Now that I am on maternity leave, I have been trying to come on time to pick up my children at school. I aim to get to the gate of school yard at least two or three minutes before the bell rings, so that by the time the kids come streaming out—my twins in their bright red school sweatshirts with heavy backpacks on their backs, my son in a light T-shirt oblivious to the weather and to the whereabouts of his schoolbooks—I am ready and waiting for them. I have noticed that there are several parents who congregate outside of the school gate every day to wait for their kids. Some even arrive a good ten to fifteen minutes early. And then there are the parents who show up breathless right as the bell rings, if not a few minutes later, scanning the schoolyard frantically for their kids who already ran off to play, having long-ago abandoned any expectation that a parent will be waiting to greet them.
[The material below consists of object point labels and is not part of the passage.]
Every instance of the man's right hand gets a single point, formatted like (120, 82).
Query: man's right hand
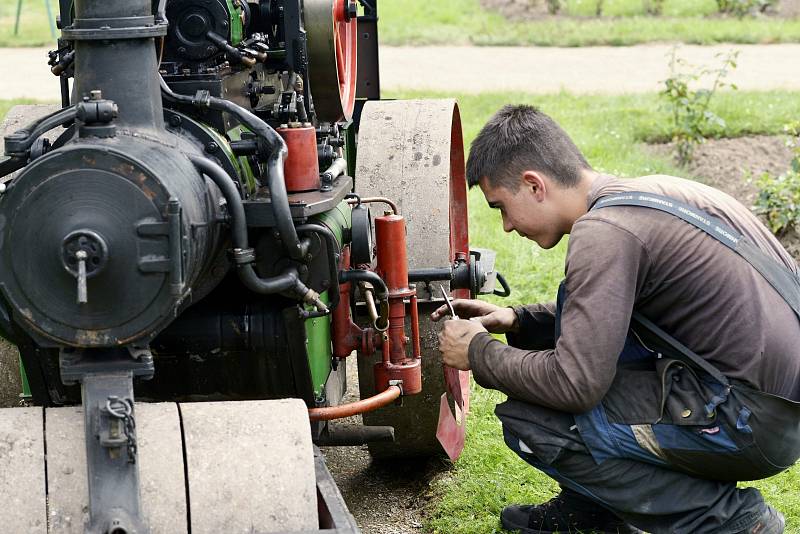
(495, 319)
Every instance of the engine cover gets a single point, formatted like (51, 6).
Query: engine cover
(143, 231)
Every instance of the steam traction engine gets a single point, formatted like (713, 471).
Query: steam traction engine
(201, 231)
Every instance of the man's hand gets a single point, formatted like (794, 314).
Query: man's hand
(494, 319)
(454, 341)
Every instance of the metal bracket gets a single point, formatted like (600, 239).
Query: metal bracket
(106, 378)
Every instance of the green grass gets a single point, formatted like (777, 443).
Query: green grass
(34, 28)
(410, 22)
(610, 130)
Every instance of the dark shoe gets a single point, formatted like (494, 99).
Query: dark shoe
(770, 522)
(569, 512)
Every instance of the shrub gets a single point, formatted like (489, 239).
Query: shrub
(779, 197)
(688, 106)
(742, 8)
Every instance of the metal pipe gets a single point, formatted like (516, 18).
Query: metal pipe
(362, 275)
(287, 281)
(370, 404)
(337, 168)
(368, 200)
(380, 320)
(333, 256)
(355, 435)
(430, 274)
(18, 143)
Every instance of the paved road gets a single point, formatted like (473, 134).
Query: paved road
(477, 69)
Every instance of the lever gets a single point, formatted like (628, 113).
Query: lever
(83, 297)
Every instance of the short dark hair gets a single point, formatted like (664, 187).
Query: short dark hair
(519, 138)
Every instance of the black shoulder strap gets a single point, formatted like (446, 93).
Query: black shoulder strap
(785, 282)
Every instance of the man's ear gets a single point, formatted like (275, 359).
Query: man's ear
(535, 183)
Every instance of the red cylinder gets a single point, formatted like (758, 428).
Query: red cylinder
(390, 238)
(301, 168)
I’m hoping not to be that kind of parent anymore. I want my children to hear the bell and have the confidence that their mother will be waiting at the gate, ready with a smile, if not also a snack. I want them to be able to count on me. In essence, I want them to enjoy the blessing that Isaac gives to both his sons, first to Jacob and then to Esau. In blessing his sons, Isaac invokes the dew: “May God give you of the dew of the heaven and the fat of the earth,” he tells Jacob, and then, in an echo of that blessing, he tells Esau, “See your abode shall enjoy the fat of the earth and the dew of the heaven above.” Rabbanit Penina Neuwirth explains that the blessing of dew is the blessing of reliability. Unlike the rain, which falls only in certain seasons and at unpredictable times of day, the dew appears every morning at dawn, regardless of the season. God tells the Jewish people in the Shema prayer that if they heed His will, the rain will fall upon them. Rain is conditional on our behavior. But dew is a daily unconditional guarantee.
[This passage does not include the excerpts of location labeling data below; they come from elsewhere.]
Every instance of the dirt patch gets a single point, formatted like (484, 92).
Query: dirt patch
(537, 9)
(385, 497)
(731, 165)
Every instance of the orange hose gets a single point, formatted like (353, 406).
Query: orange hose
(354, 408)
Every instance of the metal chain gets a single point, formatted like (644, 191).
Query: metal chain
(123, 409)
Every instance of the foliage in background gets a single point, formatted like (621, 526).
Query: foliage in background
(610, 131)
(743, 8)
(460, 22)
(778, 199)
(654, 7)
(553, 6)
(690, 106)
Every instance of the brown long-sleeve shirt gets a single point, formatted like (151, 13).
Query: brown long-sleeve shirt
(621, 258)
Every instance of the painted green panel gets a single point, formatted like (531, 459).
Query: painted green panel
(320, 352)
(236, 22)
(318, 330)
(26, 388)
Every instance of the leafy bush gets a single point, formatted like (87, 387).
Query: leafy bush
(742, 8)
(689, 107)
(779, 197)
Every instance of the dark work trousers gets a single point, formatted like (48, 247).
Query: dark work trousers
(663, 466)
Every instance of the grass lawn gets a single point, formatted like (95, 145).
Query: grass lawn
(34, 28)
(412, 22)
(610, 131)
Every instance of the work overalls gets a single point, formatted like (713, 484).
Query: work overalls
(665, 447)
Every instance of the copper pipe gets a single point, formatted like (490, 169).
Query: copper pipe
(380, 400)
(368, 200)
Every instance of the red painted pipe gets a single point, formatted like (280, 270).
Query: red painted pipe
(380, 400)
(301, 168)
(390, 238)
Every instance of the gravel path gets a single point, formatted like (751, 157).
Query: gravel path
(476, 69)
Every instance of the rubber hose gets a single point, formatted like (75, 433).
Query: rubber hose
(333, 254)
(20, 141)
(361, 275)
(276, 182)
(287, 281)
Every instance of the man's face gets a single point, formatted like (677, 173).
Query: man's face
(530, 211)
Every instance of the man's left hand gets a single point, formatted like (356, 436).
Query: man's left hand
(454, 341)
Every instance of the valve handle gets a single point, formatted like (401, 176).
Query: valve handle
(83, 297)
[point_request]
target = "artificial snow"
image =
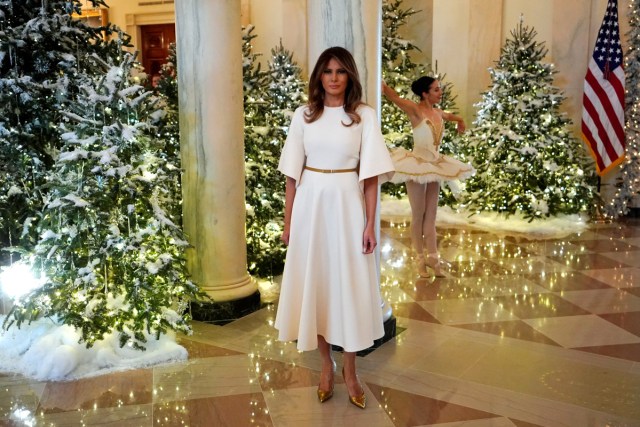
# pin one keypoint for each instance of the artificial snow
(47, 351)
(515, 225)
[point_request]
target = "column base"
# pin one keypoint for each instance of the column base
(221, 313)
(389, 332)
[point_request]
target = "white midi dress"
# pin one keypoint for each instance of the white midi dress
(329, 287)
(424, 163)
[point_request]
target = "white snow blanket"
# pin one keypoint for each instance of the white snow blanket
(47, 351)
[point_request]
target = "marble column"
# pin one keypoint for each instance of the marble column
(211, 133)
(466, 42)
(357, 26)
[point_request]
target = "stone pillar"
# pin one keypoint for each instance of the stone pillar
(209, 48)
(357, 26)
(466, 41)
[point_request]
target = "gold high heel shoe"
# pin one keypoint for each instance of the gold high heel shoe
(324, 395)
(435, 264)
(422, 268)
(360, 401)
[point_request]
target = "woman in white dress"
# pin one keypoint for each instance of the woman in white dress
(334, 158)
(422, 168)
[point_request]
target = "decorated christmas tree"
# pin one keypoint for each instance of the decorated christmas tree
(399, 71)
(43, 54)
(112, 255)
(527, 161)
(167, 130)
(270, 97)
(628, 186)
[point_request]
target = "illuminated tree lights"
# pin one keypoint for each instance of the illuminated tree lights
(628, 185)
(270, 97)
(112, 255)
(89, 185)
(42, 56)
(527, 162)
(399, 71)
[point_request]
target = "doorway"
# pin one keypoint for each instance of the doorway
(154, 46)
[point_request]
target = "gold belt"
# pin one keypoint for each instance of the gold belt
(330, 170)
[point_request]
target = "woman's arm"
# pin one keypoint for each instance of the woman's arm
(453, 118)
(289, 196)
(370, 201)
(409, 107)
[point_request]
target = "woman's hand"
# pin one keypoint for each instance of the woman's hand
(285, 235)
(368, 240)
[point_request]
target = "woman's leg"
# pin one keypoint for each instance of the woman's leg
(429, 228)
(354, 388)
(328, 365)
(429, 224)
(416, 193)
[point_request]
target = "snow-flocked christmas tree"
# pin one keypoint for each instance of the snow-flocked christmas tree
(527, 161)
(111, 253)
(167, 130)
(629, 184)
(43, 54)
(270, 97)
As parents, there is room for both the conditional rain and the unconditional dew. There are times when we must reward and punish our children, showering or withholding our bounty depending on their behavior. But then there are the aspects of parenting that are entirely unconditional. When a small child wakes up crying at night, he should know, regardless of how he behaved that day, that his mother will come to him. When a toddler falls off the monkey bars and scrapes her knee, she should know that even if she wasn’t listening when she was told to come home a few minutes earlier, her father will nonetheless bandage her cut and ice her bruise. And when my children coming running out of school at the end of the day, they should have full confidence that their mother will be waiting at the gate to greet them.
Alice Shalvi writes in her memoir that as a mother, she was rarely around for her children. That said, she quotes one of her children who tells her that when she was home, she was far more interesting than the parents who were always there. Alice Shalvi did great things for Israeli women and for the Jewish people when she wasn’t at home. But that’s not the kind of mother I want to be – at least not right now. I imagine that when Shalvi came home at the end of the day, she burst in like a rainstorm, regaling her family with her stories. I’d like to be more like the dew, patiently waiting on the grass for my children to come to me.
“They also serve who only stand and wait,” John Milton famously wrote in a sonnet about his inability to serve God in the same way after he lost his vision. I, too, am somewhat incapacitated with a new baby; I can’t run around as much as I used to do. But I look at the parents who show up every day before the bell and realize that this too is a form of holy devotion. If I can stand and wait for my children every day, perhaps I am, in my own way, showering them in blessing.